Generalized linear models link the independent variable with the probability of observing the dependent variable.


“Linear models” describe the how the dependent variable (the response) is related through some function to the independent variable(s) which are the response-controlling variables. Ordinary least-squares regression is the most common example of a linear model.\(^1\)

This idea is generalized with GLM to link the probability of a binary outcome through some function to the variables that control it. So it is the probability of the outcome, rather than the outcome itself, that matters.

When the data are binary, OLS is simply unworkable because two of its tenets are violated. OLS requires that the response, \(y\), be unlimited \((-\infty \le y \le \infty)\), and that the error variance be constant everywhere in that range.

Binary and proportion data are constrained to lie on the unit interval, \(0\lt p \lt 1\), and the variance is not constant but depends on \(p: \text{var}(p) = p(1-p)\).

That doesn’t mean you can’t coerce a computer program to give you an answer using OLS with a binary or proportion response. It does mean, however, that the answer will be wrong.

The most common method to describe a binary outcome uses logistic regression, a special case of GLM having the logit, which is related to the logistic density, as the link function .

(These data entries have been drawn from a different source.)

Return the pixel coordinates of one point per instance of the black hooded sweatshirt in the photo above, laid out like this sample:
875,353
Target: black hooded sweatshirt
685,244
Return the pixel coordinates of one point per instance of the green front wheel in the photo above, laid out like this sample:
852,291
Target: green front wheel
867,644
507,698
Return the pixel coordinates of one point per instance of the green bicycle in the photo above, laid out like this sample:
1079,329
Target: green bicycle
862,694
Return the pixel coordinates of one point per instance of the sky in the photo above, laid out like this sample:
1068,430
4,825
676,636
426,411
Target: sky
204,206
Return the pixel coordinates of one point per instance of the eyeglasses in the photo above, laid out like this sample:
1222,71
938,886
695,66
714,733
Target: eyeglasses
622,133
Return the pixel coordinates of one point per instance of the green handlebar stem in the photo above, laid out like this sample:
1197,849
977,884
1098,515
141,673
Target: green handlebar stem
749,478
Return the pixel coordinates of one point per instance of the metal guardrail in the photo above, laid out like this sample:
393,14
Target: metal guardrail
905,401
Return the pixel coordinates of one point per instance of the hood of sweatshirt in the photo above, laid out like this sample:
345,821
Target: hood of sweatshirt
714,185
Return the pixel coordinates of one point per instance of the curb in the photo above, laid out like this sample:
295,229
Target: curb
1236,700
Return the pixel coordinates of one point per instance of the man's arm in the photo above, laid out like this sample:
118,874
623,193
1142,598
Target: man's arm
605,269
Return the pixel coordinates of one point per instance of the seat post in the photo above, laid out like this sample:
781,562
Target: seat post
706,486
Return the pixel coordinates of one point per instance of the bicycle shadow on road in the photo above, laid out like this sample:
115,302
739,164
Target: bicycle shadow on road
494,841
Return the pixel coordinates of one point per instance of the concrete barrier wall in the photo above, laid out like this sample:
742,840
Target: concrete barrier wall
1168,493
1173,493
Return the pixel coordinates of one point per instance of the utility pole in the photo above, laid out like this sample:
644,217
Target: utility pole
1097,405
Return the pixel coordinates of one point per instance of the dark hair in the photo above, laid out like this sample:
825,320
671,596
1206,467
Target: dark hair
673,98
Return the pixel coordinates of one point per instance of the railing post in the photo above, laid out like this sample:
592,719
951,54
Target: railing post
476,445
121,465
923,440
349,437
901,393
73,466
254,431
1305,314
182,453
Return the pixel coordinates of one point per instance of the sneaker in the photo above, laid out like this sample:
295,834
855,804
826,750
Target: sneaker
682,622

Another common link function is the probit, related to the normal (Gaussian) density. Both the logit and the probit are symmetrical. But asymmetrical data would require an asymmetrical link, and data that do not reach either zero on the left nor one on the right, require special link functions.
MIL-HDBK-1823A makes extensive use of GLMs to describe the probability of detection for hit/miss inspections.

GLM on a P/C spreadsheet

Nearly three decades ago when using generalized linear models meant that you wrote your own software, I implemented a simple binary-response GLM on a P/C spreadsheet. There are easier methods available now. Still, working through the exercise was very illuminating to me and I recommend it to anyone who would like to get a visceral feel for the machinations of GLMs. You can find step-by-step instructions here.


\(^1\) Linear models are linear in the model parameters, not necessarily linear in the dependent variable. So a model like \(y=\beta_0 + \beta_1 x + \beta_2 x^2\) or even \(y=\beta_0 + \beta_1 \sin(x)\)
is linear (in the model parameters, \(\beta\) ), while a model like \(y=\beta_0 + \beta_1 e^{- \beta_2 x}\) is not a linear model.